In August, a whistleblower inside the UC Irvine Medical Center released information to the Centers of Medicaid and Medicare Services (CMS) of anesthesiology reports that had been signed in advance to confirm full surveillance up and until the release of patients before any monitoring had occurred.
The CMS investigation on Aug. 21 indicated that the falsified reports were made in 2005 and 2006.
In 2007, the UCI Medical Center refused to renew the contract for current head of the Department of Anesthesiology Dr. Peter Breen, and sought a director in line with its new vision. Dr. Zeev Kain, executive vice chair of anesthesiology at Yale University School of Medicine, accepted UCI Medical Center’s offer in October 2007 and assumed responsibilities in March 2008.
However, according to Dr. Kain, the Department of Anesthesiology had begun to reorganize its priorities, including updating the recording system well before CMS had filed its reports. Upon Dr. Kain’s employment, the Department of Anesthesiology was renamed the Department of Anesthesiology and Perioperative Care to represent the department’s emphasis on developing its perioperative care system, which concerns the anesthesiological care of the patient from admittance to the ward, anesthesia, surgery and recovery.
“All these issues, that came up [in] 2005 and 2006 came up long before many of us were here. We didn’t need somebody to tell us what needed to be fixed – we were fixing them,” said Dr. Maura B. Hofstadter, associate chair of the Department of Anesthesiology and Perioperative Care.
Hofstadter emphasized her concern with the pre-documentation taking place.
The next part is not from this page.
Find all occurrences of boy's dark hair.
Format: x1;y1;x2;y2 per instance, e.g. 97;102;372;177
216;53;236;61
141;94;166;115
“There were issues that we were unaware of, and that was this whole pre-documentation and filling out the records wrong. That was something that we were unaware of when CMS brought it up, and there’s been a very intensive education campaign for our whole department about how that is completely unacceptable and cannot happen,” Hofstadter said. “With our new electronic record-keeping system, it’s almost impossible because it’s a computer that time stamps everything.”
Dr. Kain explained that the new computerized documentation system automatically feeds vital signs into a compiled report. The report time stamps the records to simultaneously track vitals across time and prevent the falsification of reports that precipitated the CMS report.
“It’s [fully installed] now in parts of the operating room. Part of the system is up and running for the entire operating room; the other part of the system is in the process of implementation,” Kain said. “We think that by the end of this month, all the parts of the system will be implemented.”
The automated vitals recording system is only used by less than 5percent of hospitals in America, according to Dr. Kain, because installation runs around 1.5 million dollars.
“A condition of me coming to UCI was [the purchase] of that machine,” Dr. Kain said.
Although other publications have emphasized the possibility of patient endangerment from the falsified reports, Dr. Kain strove to clarify that the problems were strictly paperwork-related.
“There was no potential for patient harm from the surgery reports. It was a question of paperwork. That’s it. This has nothing to do with the medical part of the chart,” Dr. Kain said.
Although Dr. Kain was confident that his timely responses to publications explaining the issue had “really negated any damage,” some were not so confident. Richard Moore, a third-year graduate medical student, felt the negative attention was ill-deserved.
“I’m a little bit annoyed,” Moore said. “It seems like it’s not really a concern for patient safety, and when you take a look at it, it’s kind of an attack on our department,”
Pam Hockert, a third-year medical student, supported Moore’s opinion. “It’s hard for a department to face things that are coming up in the news and all the negative stuff is what makes for a better story, so that’s what gets in the papers and on the television … People have been really strong, supporting each other and talking about the issues and bringing in food to keep morale up,” Hockert said.
Both Moore and Hockert had only been involved with the anesthesiology department for three weeks, having finished the requisite two years of theory classes on classrooms on the main UCI campus. Both started their third year this fall and had chosen to take “elective” classes in anesthesiology, in which both had expressed interest in pursuing as a career focus.
When asked if the negative attention would deter him from pursuing training in the Department of Anesthesiology and Perioptive Care, Moore said, “I think it’s irrelevant. I’m interested in anesthesiology because of the science involved and what we get to do as anesthesiology; this record-keeping part of it is really a small part.”
Hockert approved of UCI’s effort to improve the Department of Anesthesiology and Perioperative Care.
“It’s been really impressive, from my perspective, how much time and effort and money and how many people have come together to fix any holes [in the department],” Hockert said, “[They] have tried to make the department the best it can be.”